Right in the centre - Obvious solutions often ignored


By Ken Waddell

Neepawa Banner & Press

number of events this past week have prompted a reaction in my mind. It seems strange to me that, as a society and with the governments we have in place, we can’t solve our problems much faster.

Let’s start with some simple problems. The City of Winnipeg has a Canada goose problem. People are being warned to stay away from the geese, especially when they are in super-protective mode, around the nesting and fledgling stages. Good advice. It is obvious that there are thousands more geese than there used to be. Geese love the relative peace, quiet and great food sources provided by city parks and the nearby grain farms provide even better food supplies.

Our food banks could use more good meat supplies, so it is obvious that a fall goose harvest would be a good idea. Maybe a spring egg harvest would be a good idea too, in the way the northern Indigenous people have done for centuries. Now those ideas are going to go over like a lead balloon with many folks, but reality has to set in at some point when real problems and logical solutions converge.

Another simple problem is the raging debate over plastics, especially one-time use plastics. The real problem isn’t one-time use plastics and it isn’t that Prime Minister Trudeau gets totally tongue tied when he has to answer any unscripted question. Mind you, his answer about plastic drinking bottles was pretty funny and shows how inept the man is without a script.

The problem is that coastal cities are dumping their crap in the ocean. You and I are not the problem. We don’t dump our picnic plates and plastic cutlery in the ocean. You and I didn’t send container loads of plastic bags and garbage to the Philippines. We did not! Somebody did and because there is no way of tracing where it all came from, you and I are going to pay for it. The irony of the container garbage debacle is they are going to incinerate it in a clean burn energy facility at Vancouver. Well d’uhh? Isn’t that what many of us have been advocating towards for years? Isn’t that what Evergreen Environmental, the jointly owned municipal waste facility at Minnedosa has been trying to get done?

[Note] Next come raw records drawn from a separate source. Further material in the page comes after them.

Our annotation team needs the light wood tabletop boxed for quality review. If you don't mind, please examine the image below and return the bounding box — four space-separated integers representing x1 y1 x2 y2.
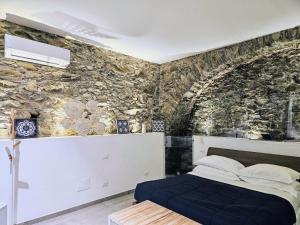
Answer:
108 201 199 225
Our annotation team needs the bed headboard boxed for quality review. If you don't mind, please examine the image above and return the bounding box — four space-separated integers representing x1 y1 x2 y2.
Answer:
207 147 300 172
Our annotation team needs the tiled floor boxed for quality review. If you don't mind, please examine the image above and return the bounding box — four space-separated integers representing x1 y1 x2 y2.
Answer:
34 193 134 225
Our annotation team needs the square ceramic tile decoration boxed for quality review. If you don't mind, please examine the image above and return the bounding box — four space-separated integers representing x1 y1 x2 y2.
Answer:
152 120 165 132
15 119 38 138
117 120 129 134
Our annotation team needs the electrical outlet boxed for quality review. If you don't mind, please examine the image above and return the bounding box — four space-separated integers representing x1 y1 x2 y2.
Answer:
77 178 91 192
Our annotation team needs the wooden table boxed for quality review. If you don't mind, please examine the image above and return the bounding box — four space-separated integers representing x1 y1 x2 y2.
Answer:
108 201 199 225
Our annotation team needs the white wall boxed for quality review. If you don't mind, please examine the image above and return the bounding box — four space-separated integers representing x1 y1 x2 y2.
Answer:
193 136 300 162
1 133 165 223
0 140 12 225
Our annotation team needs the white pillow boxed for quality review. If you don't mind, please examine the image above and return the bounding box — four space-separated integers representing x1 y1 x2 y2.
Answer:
240 164 300 184
195 155 245 174
240 176 300 198
190 165 240 180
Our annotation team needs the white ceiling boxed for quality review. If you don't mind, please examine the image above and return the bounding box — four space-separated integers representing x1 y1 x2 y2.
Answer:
0 0 300 63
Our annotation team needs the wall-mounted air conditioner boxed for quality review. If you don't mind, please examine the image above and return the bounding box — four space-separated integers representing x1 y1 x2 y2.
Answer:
5 34 70 68
0 202 7 225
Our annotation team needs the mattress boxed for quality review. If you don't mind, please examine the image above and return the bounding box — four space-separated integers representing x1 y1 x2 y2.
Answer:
135 174 298 225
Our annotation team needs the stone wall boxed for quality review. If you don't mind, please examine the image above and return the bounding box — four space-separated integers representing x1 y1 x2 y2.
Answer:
0 18 300 140
159 27 300 140
0 21 159 137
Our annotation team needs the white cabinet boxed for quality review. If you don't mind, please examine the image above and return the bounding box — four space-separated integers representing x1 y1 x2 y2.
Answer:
16 133 165 223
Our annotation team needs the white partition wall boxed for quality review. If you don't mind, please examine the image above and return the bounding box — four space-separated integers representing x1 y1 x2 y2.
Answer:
1 133 165 224
193 136 300 162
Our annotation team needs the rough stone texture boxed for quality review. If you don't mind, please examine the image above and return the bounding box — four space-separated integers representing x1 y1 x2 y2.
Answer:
0 18 300 140
0 21 159 137
159 27 300 140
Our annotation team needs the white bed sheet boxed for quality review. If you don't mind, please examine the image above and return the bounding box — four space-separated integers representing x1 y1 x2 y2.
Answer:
189 172 300 225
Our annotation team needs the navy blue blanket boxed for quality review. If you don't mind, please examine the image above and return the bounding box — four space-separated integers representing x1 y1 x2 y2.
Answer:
135 174 296 225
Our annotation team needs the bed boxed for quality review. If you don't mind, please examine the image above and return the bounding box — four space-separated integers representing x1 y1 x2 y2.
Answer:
135 145 300 225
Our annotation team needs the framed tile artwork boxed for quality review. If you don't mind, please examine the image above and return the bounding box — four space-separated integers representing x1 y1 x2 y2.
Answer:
14 119 38 139
152 119 165 132
116 120 129 134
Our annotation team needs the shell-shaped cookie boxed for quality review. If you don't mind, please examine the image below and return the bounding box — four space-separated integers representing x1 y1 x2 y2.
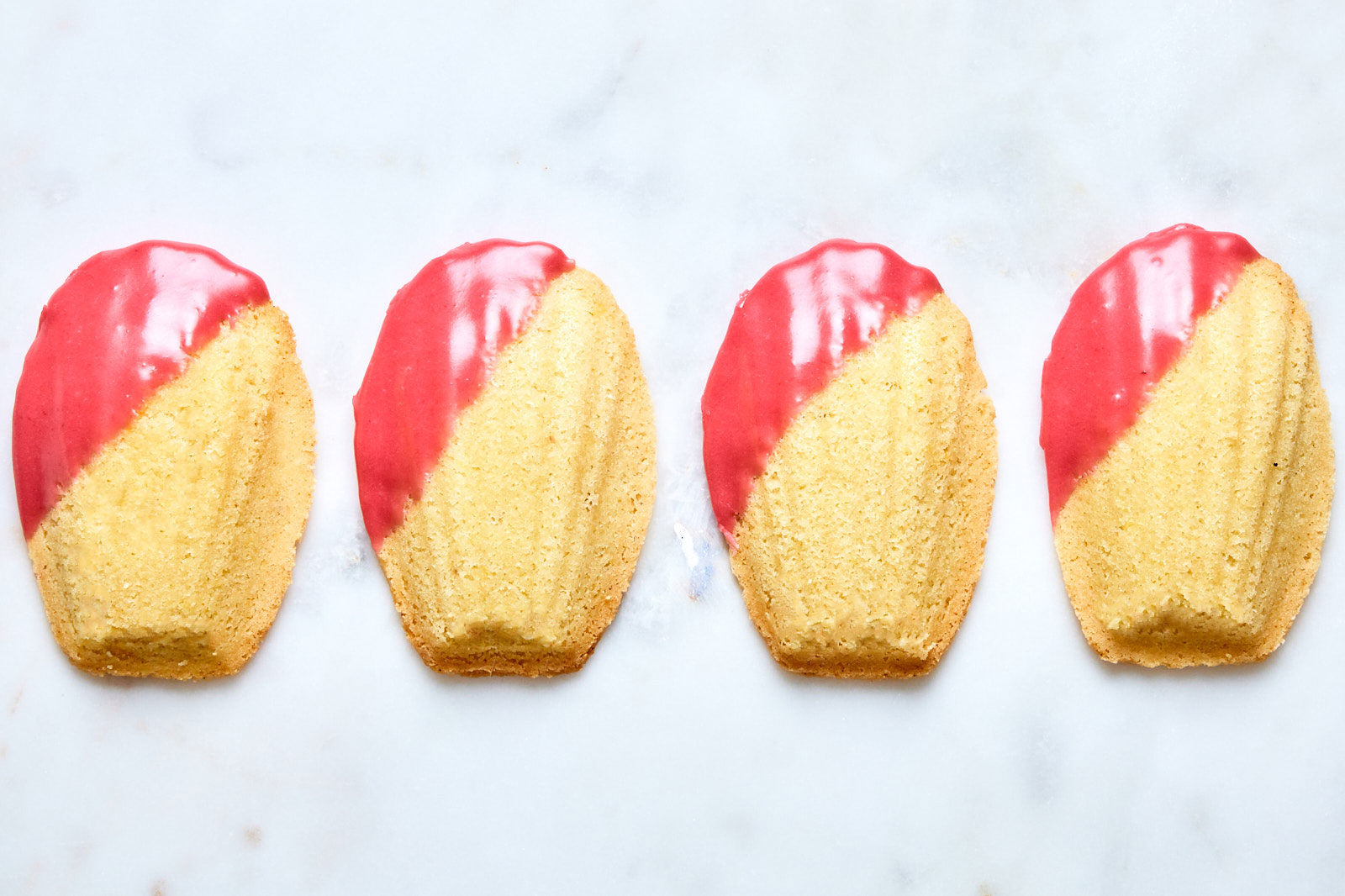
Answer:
702 241 995 678
13 244 314 678
1042 228 1334 666
356 241 654 676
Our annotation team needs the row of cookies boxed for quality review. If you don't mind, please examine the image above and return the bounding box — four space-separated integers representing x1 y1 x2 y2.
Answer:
13 224 1334 678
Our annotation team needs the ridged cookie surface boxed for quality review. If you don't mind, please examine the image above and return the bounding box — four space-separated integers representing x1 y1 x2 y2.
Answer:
1042 226 1334 667
356 241 654 676
702 241 995 678
15 244 314 678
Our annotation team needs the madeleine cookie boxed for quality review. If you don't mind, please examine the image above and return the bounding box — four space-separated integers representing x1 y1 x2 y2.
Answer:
13 242 314 678
355 240 654 676
1041 224 1334 667
701 240 995 678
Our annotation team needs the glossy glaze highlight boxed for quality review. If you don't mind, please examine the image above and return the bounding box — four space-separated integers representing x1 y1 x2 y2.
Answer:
701 240 942 547
1041 224 1260 522
13 241 271 538
355 240 574 551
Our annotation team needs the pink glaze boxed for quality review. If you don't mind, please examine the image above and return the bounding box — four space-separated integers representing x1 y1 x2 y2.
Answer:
13 241 271 538
1041 224 1260 524
355 240 574 551
701 240 942 547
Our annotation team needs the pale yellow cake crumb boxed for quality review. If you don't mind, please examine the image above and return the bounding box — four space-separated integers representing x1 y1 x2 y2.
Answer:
29 304 314 678
1056 258 1336 667
731 293 997 678
379 271 654 676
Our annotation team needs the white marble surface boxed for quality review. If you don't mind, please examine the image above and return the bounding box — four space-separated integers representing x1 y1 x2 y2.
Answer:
0 0 1345 896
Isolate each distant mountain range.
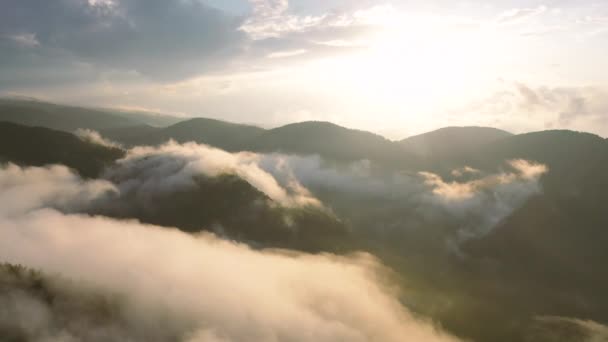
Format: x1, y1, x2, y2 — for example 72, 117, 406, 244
0, 99, 608, 341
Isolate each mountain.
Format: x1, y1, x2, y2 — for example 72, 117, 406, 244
0, 122, 124, 177
399, 127, 512, 158
248, 121, 406, 162
102, 118, 264, 151
0, 98, 179, 132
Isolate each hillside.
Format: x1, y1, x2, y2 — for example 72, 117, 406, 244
0, 98, 179, 132
109, 118, 264, 151
0, 122, 124, 177
399, 127, 512, 158
250, 121, 404, 162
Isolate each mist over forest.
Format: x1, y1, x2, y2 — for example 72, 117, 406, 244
0, 0, 608, 342
0, 99, 608, 342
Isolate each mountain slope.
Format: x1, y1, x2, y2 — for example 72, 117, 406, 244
0, 122, 124, 177
250, 121, 404, 162
114, 118, 264, 151
399, 127, 512, 158
0, 98, 179, 132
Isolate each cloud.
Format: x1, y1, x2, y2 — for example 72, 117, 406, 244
497, 5, 548, 24
453, 82, 608, 136
0, 167, 455, 342
420, 159, 549, 242
528, 316, 608, 342
0, 0, 247, 81
260, 154, 423, 200
74, 128, 122, 148
0, 164, 118, 217
105, 141, 321, 207
420, 159, 548, 201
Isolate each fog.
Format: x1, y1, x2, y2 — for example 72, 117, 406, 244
0, 166, 455, 342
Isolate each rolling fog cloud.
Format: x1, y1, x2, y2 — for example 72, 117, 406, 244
105, 141, 320, 207
261, 154, 548, 241
420, 159, 548, 240
0, 163, 454, 342
74, 128, 122, 148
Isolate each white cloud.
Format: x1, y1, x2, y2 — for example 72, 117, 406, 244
74, 128, 121, 148
105, 141, 321, 206
0, 163, 456, 342
420, 159, 549, 241
7, 33, 40, 48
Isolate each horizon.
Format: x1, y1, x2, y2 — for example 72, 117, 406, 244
0, 95, 608, 142
0, 0, 608, 342
0, 0, 608, 138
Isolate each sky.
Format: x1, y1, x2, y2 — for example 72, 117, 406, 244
0, 0, 608, 139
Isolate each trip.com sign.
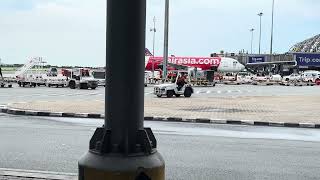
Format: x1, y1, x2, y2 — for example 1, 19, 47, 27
249, 56, 265, 63
294, 53, 320, 67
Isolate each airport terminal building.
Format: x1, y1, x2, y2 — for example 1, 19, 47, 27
211, 35, 320, 75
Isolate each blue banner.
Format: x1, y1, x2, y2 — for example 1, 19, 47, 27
294, 53, 320, 67
249, 56, 265, 63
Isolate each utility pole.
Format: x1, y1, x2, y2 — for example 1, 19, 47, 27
258, 12, 263, 54
270, 0, 274, 55
250, 28, 255, 54
79, 0, 165, 180
162, 0, 169, 80
150, 16, 157, 83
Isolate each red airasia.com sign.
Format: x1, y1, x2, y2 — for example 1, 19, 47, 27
150, 57, 221, 66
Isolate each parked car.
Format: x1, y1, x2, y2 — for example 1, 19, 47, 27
282, 74, 302, 81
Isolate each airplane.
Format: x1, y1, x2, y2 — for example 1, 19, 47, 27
145, 48, 245, 73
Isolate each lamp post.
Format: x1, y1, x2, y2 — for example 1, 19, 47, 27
270, 0, 274, 55
162, 0, 169, 80
150, 16, 157, 83
258, 12, 263, 54
250, 28, 255, 54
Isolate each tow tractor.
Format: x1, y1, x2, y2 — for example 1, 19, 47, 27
67, 68, 98, 89
0, 64, 12, 88
154, 72, 193, 98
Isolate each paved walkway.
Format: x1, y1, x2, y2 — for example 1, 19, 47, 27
0, 168, 78, 180
8, 95, 320, 123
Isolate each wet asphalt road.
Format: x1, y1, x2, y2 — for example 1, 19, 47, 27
0, 114, 320, 180
0, 84, 320, 104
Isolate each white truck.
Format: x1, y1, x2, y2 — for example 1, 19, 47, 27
68, 68, 98, 89
0, 67, 12, 88
154, 71, 193, 98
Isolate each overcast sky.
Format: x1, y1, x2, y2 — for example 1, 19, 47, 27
0, 0, 320, 66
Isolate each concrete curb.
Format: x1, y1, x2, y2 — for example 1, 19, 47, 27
0, 168, 78, 180
0, 105, 320, 129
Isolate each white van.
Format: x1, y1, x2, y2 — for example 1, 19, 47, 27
302, 71, 320, 82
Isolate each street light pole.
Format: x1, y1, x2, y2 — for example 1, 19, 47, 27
250, 28, 255, 54
270, 0, 274, 54
150, 16, 157, 82
258, 12, 263, 54
79, 0, 165, 180
162, 0, 169, 80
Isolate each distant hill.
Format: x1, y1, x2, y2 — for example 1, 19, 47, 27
290, 34, 320, 53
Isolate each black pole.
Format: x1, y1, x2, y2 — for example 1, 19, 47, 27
79, 0, 165, 180
105, 0, 146, 153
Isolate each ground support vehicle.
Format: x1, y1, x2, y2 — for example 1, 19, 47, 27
67, 68, 98, 89
18, 78, 37, 87
190, 78, 216, 86
0, 74, 12, 88
46, 76, 67, 88
0, 67, 12, 88
154, 71, 194, 98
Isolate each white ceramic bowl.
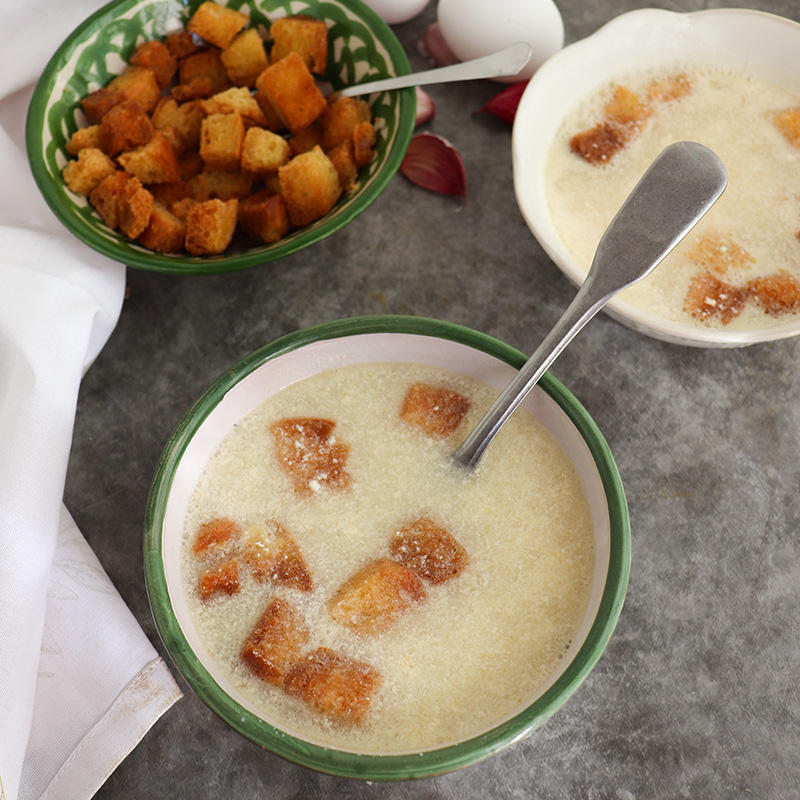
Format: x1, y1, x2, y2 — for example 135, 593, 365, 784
512, 9, 800, 347
144, 317, 630, 780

Turning to more serious matters, my wife and I were out for dinner in Winnipeg last Friday to celebrate her birthday with family. On our way back to our hotel room, we passed a spot on Sherbrook Street where there was huge police presence. It was the scene of Winnipeg’s 22nd murder in 2019. Turns out that the accused had pleaded guilty to manslaughter about 10 years ago and reportedly served 18 months in jail. My question is, considering we don’t have capital punishment in Canada, why do people who kill other people ever get out of jail? If someone is found guilty of killing a person in a non-accidental fashion, they can stay in a prison forever in my view. Prison farms, prison factories, whatever, but in prison. Period.

I have the same view for sex offenders, especially repeat offenders. Why should we be subjected to news releases that openly state that such-and-such a person is being released from prison and is likely to re-offend? If they are likely to re-offend, they should be still in prison.

We have a wide range of problems, but we ignore the simplest of solutions.

Disclaimer: The writer serves as a volunteer president of the Manitoba Community Newspaper Association. The views expressed in this column are the writer’s personal views and are not to be taken as being  the view of the MCNA board or Banner & Press staff.